I return twice more to the hospital. The rains have started, and I want to see their effect. By the time I return that night, another ten babies have been admitted. The sweet-sickly smell has intensified, and the ward is spilling over with children and parents. In a corridor, three mothers cradle their babies as Martin, a twenty-seven-year-old orderly, brings them one by one into the small admissions room and tries to fit them with drips. Martin is the only member of staff on duty. He isn’t coping. I watch him try to stick a needle into a four-month-old girl, Doris Amang. He uses a tourniquet to try to raise a vein on the back of one of Doris’s hands, then the other. Next he tries both sides of Doris’s head. She screams and kicks. Martin tries to hold his hand over her eyes and turn her head away. Twice he sends her back into the corridor to calm down. Eventually, after pricking her ten or twelve times, he gives up. The windows are wide open. As I watch, a mosquito buzzes around his head and settles on Doris’s cheek.
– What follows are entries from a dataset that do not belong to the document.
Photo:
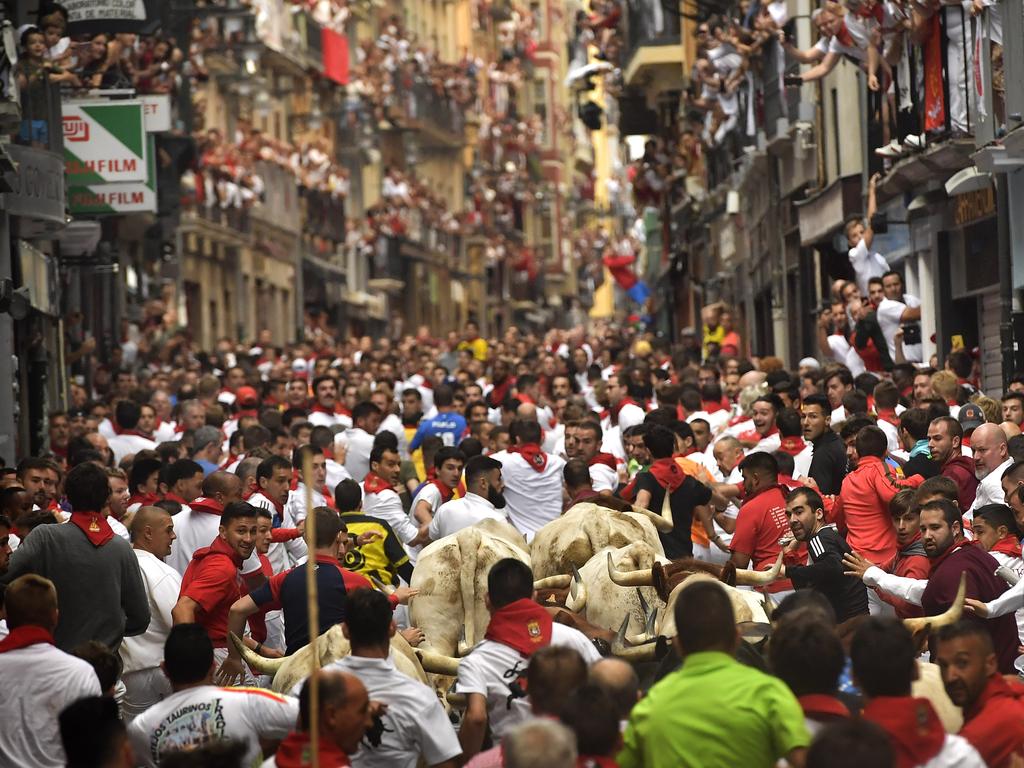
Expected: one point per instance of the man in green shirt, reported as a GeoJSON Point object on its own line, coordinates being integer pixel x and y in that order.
{"type": "Point", "coordinates": [713, 712]}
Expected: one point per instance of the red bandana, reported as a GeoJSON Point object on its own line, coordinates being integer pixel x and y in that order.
{"type": "Point", "coordinates": [793, 445]}
{"type": "Point", "coordinates": [1008, 545]}
{"type": "Point", "coordinates": [668, 473]}
{"type": "Point", "coordinates": [210, 506]}
{"type": "Point", "coordinates": [94, 526]}
{"type": "Point", "coordinates": [522, 625]}
{"type": "Point", "coordinates": [23, 637]}
{"type": "Point", "coordinates": [295, 752]}
{"type": "Point", "coordinates": [532, 454]}
{"type": "Point", "coordinates": [374, 483]}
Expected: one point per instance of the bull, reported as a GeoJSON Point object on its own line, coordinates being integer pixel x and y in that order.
{"type": "Point", "coordinates": [587, 528]}
{"type": "Point", "coordinates": [292, 670]}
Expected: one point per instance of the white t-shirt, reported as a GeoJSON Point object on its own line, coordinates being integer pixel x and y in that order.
{"type": "Point", "coordinates": [162, 585]}
{"type": "Point", "coordinates": [283, 555]}
{"type": "Point", "coordinates": [457, 514]}
{"type": "Point", "coordinates": [359, 444]}
{"type": "Point", "coordinates": [534, 498]}
{"type": "Point", "coordinates": [889, 313]}
{"type": "Point", "coordinates": [415, 723]}
{"type": "Point", "coordinates": [198, 716]}
{"type": "Point", "coordinates": [39, 681]}
{"type": "Point", "coordinates": [128, 444]}
{"type": "Point", "coordinates": [865, 263]}
{"type": "Point", "coordinates": [491, 667]}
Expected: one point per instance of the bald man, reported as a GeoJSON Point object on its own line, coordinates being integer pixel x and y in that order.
{"type": "Point", "coordinates": [152, 532]}
{"type": "Point", "coordinates": [991, 459]}
{"type": "Point", "coordinates": [343, 719]}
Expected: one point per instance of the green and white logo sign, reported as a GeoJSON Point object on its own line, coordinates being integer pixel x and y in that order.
{"type": "Point", "coordinates": [130, 197]}
{"type": "Point", "coordinates": [104, 141]}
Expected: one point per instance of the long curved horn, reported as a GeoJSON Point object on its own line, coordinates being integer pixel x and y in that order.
{"type": "Point", "coordinates": [642, 578]}
{"type": "Point", "coordinates": [559, 582]}
{"type": "Point", "coordinates": [758, 578]}
{"type": "Point", "coordinates": [437, 664]}
{"type": "Point", "coordinates": [663, 525]}
{"type": "Point", "coordinates": [257, 663]}
{"type": "Point", "coordinates": [950, 615]}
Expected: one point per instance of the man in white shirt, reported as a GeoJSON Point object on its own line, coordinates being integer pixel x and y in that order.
{"type": "Point", "coordinates": [38, 680]}
{"type": "Point", "coordinates": [532, 479]}
{"type": "Point", "coordinates": [199, 713]}
{"type": "Point", "coordinates": [991, 459]}
{"type": "Point", "coordinates": [128, 440]}
{"type": "Point", "coordinates": [359, 439]}
{"type": "Point", "coordinates": [198, 526]}
{"type": "Point", "coordinates": [325, 412]}
{"type": "Point", "coordinates": [415, 725]}
{"type": "Point", "coordinates": [152, 532]}
{"type": "Point", "coordinates": [491, 674]}
{"type": "Point", "coordinates": [896, 309]}
{"type": "Point", "coordinates": [483, 500]}
{"type": "Point", "coordinates": [382, 501]}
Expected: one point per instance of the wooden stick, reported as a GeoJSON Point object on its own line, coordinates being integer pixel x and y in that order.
{"type": "Point", "coordinates": [312, 610]}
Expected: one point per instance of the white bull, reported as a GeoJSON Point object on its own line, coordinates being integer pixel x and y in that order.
{"type": "Point", "coordinates": [585, 529]}
{"type": "Point", "coordinates": [452, 578]}
{"type": "Point", "coordinates": [333, 644]}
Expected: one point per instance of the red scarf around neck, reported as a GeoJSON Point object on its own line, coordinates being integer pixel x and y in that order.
{"type": "Point", "coordinates": [374, 483]}
{"type": "Point", "coordinates": [606, 459]}
{"type": "Point", "coordinates": [94, 525]}
{"type": "Point", "coordinates": [521, 625]}
{"type": "Point", "coordinates": [23, 637]}
{"type": "Point", "coordinates": [1009, 546]}
{"type": "Point", "coordinates": [208, 505]}
{"type": "Point", "coordinates": [668, 473]}
{"type": "Point", "coordinates": [532, 454]}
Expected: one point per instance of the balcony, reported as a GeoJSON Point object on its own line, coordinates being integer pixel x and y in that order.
{"type": "Point", "coordinates": [652, 49]}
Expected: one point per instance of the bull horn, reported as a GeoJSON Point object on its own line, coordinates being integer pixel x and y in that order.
{"type": "Point", "coordinates": [642, 578]}
{"type": "Point", "coordinates": [437, 664]}
{"type": "Point", "coordinates": [950, 615]}
{"type": "Point", "coordinates": [553, 583]}
{"type": "Point", "coordinates": [759, 578]}
{"type": "Point", "coordinates": [663, 525]}
{"type": "Point", "coordinates": [256, 663]}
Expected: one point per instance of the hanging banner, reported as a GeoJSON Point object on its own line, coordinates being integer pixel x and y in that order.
{"type": "Point", "coordinates": [105, 200]}
{"type": "Point", "coordinates": [104, 141]}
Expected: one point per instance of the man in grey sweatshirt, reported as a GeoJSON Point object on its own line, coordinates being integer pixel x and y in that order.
{"type": "Point", "coordinates": [100, 595]}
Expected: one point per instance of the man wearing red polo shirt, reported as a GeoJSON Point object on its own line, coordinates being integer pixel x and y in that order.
{"type": "Point", "coordinates": [763, 522]}
{"type": "Point", "coordinates": [212, 581]}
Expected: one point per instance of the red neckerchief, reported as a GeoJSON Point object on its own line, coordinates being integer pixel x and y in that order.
{"type": "Point", "coordinates": [219, 547]}
{"type": "Point", "coordinates": [521, 625]}
{"type": "Point", "coordinates": [23, 637]}
{"type": "Point", "coordinates": [620, 406]}
{"type": "Point", "coordinates": [295, 752]}
{"type": "Point", "coordinates": [532, 454]}
{"type": "Point", "coordinates": [822, 707]}
{"type": "Point", "coordinates": [94, 525]}
{"type": "Point", "coordinates": [668, 473]}
{"type": "Point", "coordinates": [793, 445]}
{"type": "Point", "coordinates": [845, 37]}
{"type": "Point", "coordinates": [1008, 545]}
{"type": "Point", "coordinates": [208, 505]}
{"type": "Point", "coordinates": [146, 500]}
{"type": "Point", "coordinates": [888, 415]}
{"type": "Point", "coordinates": [374, 483]}
{"type": "Point", "coordinates": [913, 728]}
{"type": "Point", "coordinates": [443, 489]}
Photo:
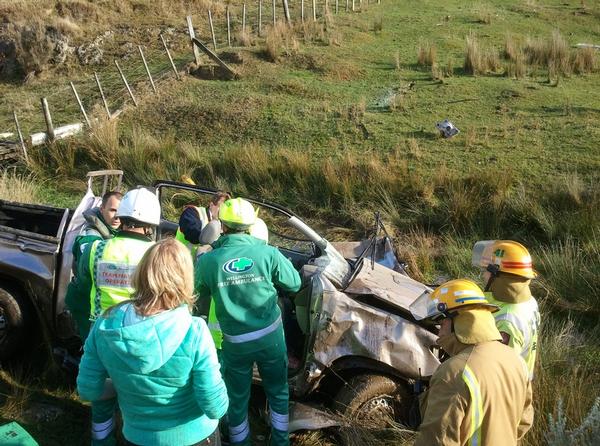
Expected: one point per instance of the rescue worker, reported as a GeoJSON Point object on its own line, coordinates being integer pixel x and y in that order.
{"type": "Point", "coordinates": [507, 273]}
{"type": "Point", "coordinates": [101, 223]}
{"type": "Point", "coordinates": [107, 267]}
{"type": "Point", "coordinates": [481, 395]}
{"type": "Point", "coordinates": [260, 231]}
{"type": "Point", "coordinates": [161, 360]}
{"type": "Point", "coordinates": [241, 273]}
{"type": "Point", "coordinates": [195, 218]}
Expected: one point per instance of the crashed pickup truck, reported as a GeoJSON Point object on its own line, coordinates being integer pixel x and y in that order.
{"type": "Point", "coordinates": [352, 341]}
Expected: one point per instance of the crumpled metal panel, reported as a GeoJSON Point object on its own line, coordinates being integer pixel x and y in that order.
{"type": "Point", "coordinates": [33, 263]}
{"type": "Point", "coordinates": [386, 284]}
{"type": "Point", "coordinates": [351, 328]}
{"type": "Point", "coordinates": [306, 417]}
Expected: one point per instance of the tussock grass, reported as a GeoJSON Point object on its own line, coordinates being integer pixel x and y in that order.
{"type": "Point", "coordinates": [567, 369]}
{"type": "Point", "coordinates": [427, 54]}
{"type": "Point", "coordinates": [584, 60]}
{"type": "Point", "coordinates": [473, 57]}
{"type": "Point", "coordinates": [512, 47]}
{"type": "Point", "coordinates": [19, 187]}
{"type": "Point", "coordinates": [553, 52]}
{"type": "Point", "coordinates": [280, 40]}
{"type": "Point", "coordinates": [480, 59]}
{"type": "Point", "coordinates": [484, 13]}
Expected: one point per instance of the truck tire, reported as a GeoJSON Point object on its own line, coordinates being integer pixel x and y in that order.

After a second night at the Lamco, and sporting more bites, I wish Lameck good luck, check out of my room, and head to the hospital for a final visit. Martin is long gone. There are no other staff. A rough head count confirms ten more kids have arrived, making fifty in all. The ward is out of beds, and the new arrivals are sleeping on flattened cardboard boxes in the corridor. I realize the mothers are looking to me. I have nothing to offer them. I leave the ward, walk quickly to my car, and drive for the gates. Ahead of me is a naked street walker, feeling his way along the fence. As I roar past him, I catch a glimpse of a startled, emaciated expression. I turn onto Hospital Road and drive back through town. I race through the empty streets. I don’t stop until I reach Kampala.